Mon lit de tortures dans Cancer du rein lit-de-souffrance

La nuit était longue, trop longue, et pareil à de la mauvaise herbe,  la peur de ne pas pouvoir tenir le coup prenait de plus en plus racine dans mon esprit, sa croissance étant favorisée comme l’eau d’un arrosoir,  par des supplices physiques fréquents.

Est-ce l’effet des anesthésiants, des antalgiques, ou autres drogues légales, mais la nuit était passée sans que je ressente la notion du temps. J’étais constamment surveillé, stimulé, et forcément quelque-part un peu dérangé par le personnel, mais je préférais cela à la solitude. Les angoisses descendaient forcément d’un cran lorsque infirmières ou aides-soignantes, rompaient mon isolement. A présent que les stores étaient remontés et que la lumière du jour envahissait ma chambre, je me sentais comme un enfant, apaisé de constater que la nuit fût enfin terminée.  J’étais même presque content que l’on vienne me faire une ixième prise de sang.

En soulevant le drap je pus apercevoir que j’étais porteur d’une sonde urinaire, et comme j’étais quasiment nu dans mon lit, je constatai également que mon abdomen était parsemé de petits pansements, et qu’un drain thoracique ajoutait de la douleur, à la douleur.

Totalement à la diète, et privé également d’eau, je n’avais rien d’autre à faire que de regarder le plafond. J’étais trop épuisé pour m’apitoyer sur mon triste sort, et comme je devais me passer totalement de liberté, je n’avais également rien d’autre à faire que de me soumettre aux décisions du personnel médical. Le retrait du masque à oxygène pour le remplacement de lunettes nasales avait été possible, mais il ne fallait pas compter sur la collaboration de l’infirmière pour me retirer la sonde gastrique. Il s’agit d’une prescription médicale m’avait-elle dit, je n’ai pas le pouvoir de outrepasser les ordres de la hiérarchie.

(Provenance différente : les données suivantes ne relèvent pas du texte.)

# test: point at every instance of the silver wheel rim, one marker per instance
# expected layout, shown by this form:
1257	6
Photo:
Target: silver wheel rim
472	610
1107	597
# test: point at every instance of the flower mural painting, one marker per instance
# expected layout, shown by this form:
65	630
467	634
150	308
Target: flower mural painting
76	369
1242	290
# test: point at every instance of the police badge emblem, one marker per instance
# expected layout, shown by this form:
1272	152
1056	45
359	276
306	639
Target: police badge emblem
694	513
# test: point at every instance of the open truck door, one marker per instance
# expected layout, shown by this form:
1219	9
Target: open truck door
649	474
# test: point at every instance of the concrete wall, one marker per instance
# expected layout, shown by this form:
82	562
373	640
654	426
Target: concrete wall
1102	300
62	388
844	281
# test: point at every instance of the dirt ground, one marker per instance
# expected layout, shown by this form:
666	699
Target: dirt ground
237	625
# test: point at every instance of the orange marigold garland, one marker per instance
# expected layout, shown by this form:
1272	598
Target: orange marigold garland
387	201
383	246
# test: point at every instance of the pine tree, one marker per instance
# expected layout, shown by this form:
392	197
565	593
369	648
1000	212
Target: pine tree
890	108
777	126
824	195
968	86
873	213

Soudainement je réalisai que l’écran de télévision suspendu sur le mur d’en face était probablement à ma disposition. On me confirma que la télécommande était posée sur ma table de nuit, et joignant le geste à la parole l’aide soignante me mit le boîtier entre les mains. Je n’avais pas la force d’ouvrir les yeux pour suivre une quelconque  émission, mais le son remplissait le silence de ma solitude, et c’était déjà ça.

Enchevêtré dans ma tuyauterie je ressemblais davantage à un grand prématuré qu’à un ‘’papy fait de la résistance’’.

« Monsieur Gautier nous arrivons pour faire votre toilette, et pour refaire vos pansements. »

La phrase ne me faisait par rire du tout, j’avais déjà connu ces moments là en 2004 et 2005, et je savais que l’exercice ne serait pas une partie de plaisirs.

Doucement avec l’application d’une mère, la femme me nettoyait le visage avec un gant imbibé d’eau chaude et de savon. Même si j’avais l’habitude de me débarrasser un peu plus énergiquement, des impuretés de la nuit, le geste me faisait néanmoins du bien. Elle me sécha le visage,  s’empara ensuite de mon rasoir puis s’employa à me débarrasser de cette barbe disgracieuse.

Sa collègue avait trouvé ma paire de chaussettes de contention dans mon sac, et après avoir retiré mes bandes, nettoyé jambes et pieds, puis frictionner mes talons avec une crème anti-escarre, elle faisait à présent le geste de me les enfiler. 

Pour le torse il fallait slalomer entre les pansements, la toilette de ce côté-là fut donc assez succincte. Restait le plus délicat les parties génitales. Ces dames appelaient cela, la petite toilette. Il fallait que le travail soit bien fait, car le risque d’infection urinaire était grand.

Déjà abattu par la maladie, par les opérations et leurs complications, cette épreuve rajoutait de l’inconfort, car elle représentait pour moi, un test difficile, humiliant, honteux, et je subissais ce moment réellement sous la contrainte,  avec le puissant sentiment d’une incursion violente dans mon intimité.   

Le personnel soignant tentait de dialoguer avec moi, mais mon corps tout entier exprimait ses douleurs, aussi ma crispation était telle, qu’aucun mot ne sortait de ma bouche.